SAMOA | Saturday, 15 October 2016 | Views [521]

To-Sua Trench

To-Sua Trench

Ahhh, these fales! I’m really enjoying my stay here. Faofao is run by Koroseta, the lolofietele (village chief) of Saleapaga. She’s a wonderful Samoan-sized lady of about 50 and always dressed colourfully. With the sound of the sea, I awoke early for a magical Samoan sunrise. Bliss! Snap! Bliss! Snap!

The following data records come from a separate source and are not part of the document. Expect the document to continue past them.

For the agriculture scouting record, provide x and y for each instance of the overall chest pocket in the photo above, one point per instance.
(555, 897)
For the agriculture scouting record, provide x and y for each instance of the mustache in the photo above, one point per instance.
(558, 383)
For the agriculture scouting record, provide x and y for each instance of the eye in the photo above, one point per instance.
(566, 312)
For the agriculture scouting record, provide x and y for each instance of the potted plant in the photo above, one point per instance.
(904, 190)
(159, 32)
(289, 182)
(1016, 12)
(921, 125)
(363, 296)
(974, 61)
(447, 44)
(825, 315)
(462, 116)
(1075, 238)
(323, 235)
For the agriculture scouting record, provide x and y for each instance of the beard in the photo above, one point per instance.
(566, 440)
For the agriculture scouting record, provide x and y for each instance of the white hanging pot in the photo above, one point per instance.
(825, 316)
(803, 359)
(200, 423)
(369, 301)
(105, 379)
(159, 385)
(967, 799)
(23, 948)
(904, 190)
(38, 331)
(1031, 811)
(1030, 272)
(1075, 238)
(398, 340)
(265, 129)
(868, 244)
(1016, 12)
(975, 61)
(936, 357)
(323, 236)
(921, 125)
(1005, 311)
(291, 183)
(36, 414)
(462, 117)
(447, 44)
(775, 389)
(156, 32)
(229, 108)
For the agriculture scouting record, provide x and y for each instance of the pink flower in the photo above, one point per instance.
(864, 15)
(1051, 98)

Brekkie at the fale is a rather simple and communal one, usually pancakes, fresh papaya, bananas, and instant coffee. Peter and Penny (P&P) are from Townsville, and we had some really good chats last night. Today they are off to American Samoa for a few days and they agreed to give me a lift to Le Mafa Pass today. It’s surprising that there are only about five geocaches in all of Samoa, but there’s one there with a gorgeous view. Fresh and clean after a shower, we all piled into the car. 20 minutes later they dropped me at the pass, and view is wonderful, and shortly thereafter I had my third Samoan geocache in hand.

Le Mafa Pass

All three caches so far have been nanos (very tiny). To-Sua Trench is all the rave at the fales, so I headed off in that direction, on the way being picked up by a Samoan family visiting from Melbourne. Samoan heat is icky, but a coconut would quench my thirst as I made my way toward the trench. Many natural attractions (waterfalls, trenches, etc.) that are normally free in other Pacific islands have an admission charge here. Visiting the trench has a 20 tala fee, but I made the most of it. Two guys the other day had a fear of heights and wouldn’t climb down the ladder for a swim but it was simple for me. A dip in the trench is wonderful on a hot day. After a swim I met my first contact from American Samoa. Leuso is from there, but is visiting from Oregon with his friend Brendan. Accommodation options are very limited and pricey over that way, and I don’t know anybody in American Samoa so if I had someone I could stay with or at least a patch of grass to pitch my tent, it would help exponentially. Lately I’ve been kicking myself, feeling like I put too much effort in finding someone to stay with on Lord Howe, but almost none for this trip. It was scorching hot, so I opted for another swim. It’s best to make the most of time when there’s an admission fee. The tide was higher, so I could jump from a fair way up. For more than four hours I was at To-Sua Trench and I loved every minute of it.


 
Three guys picked me up and gave me my first Vailima beer. One of the national dishes of Samoa is oka, which is raw fish marinated in coconut cream and lime juice. It was part of our dinner this evening, along with stir-fry, BBQ chicken, and grilled fish. Every dinner I’ve had features a heavy dose of meat. Samoan vodka is decent, though it’s surprising that Samoa doesn’t produce rum. I’ve run the gamut tonight as far as both food and drink: fish, chicken, salad, stir-fry, beer, coffee, vodka, and wine. Tonight there'd be a spectacular fire dancing show. I wish I could do something like this!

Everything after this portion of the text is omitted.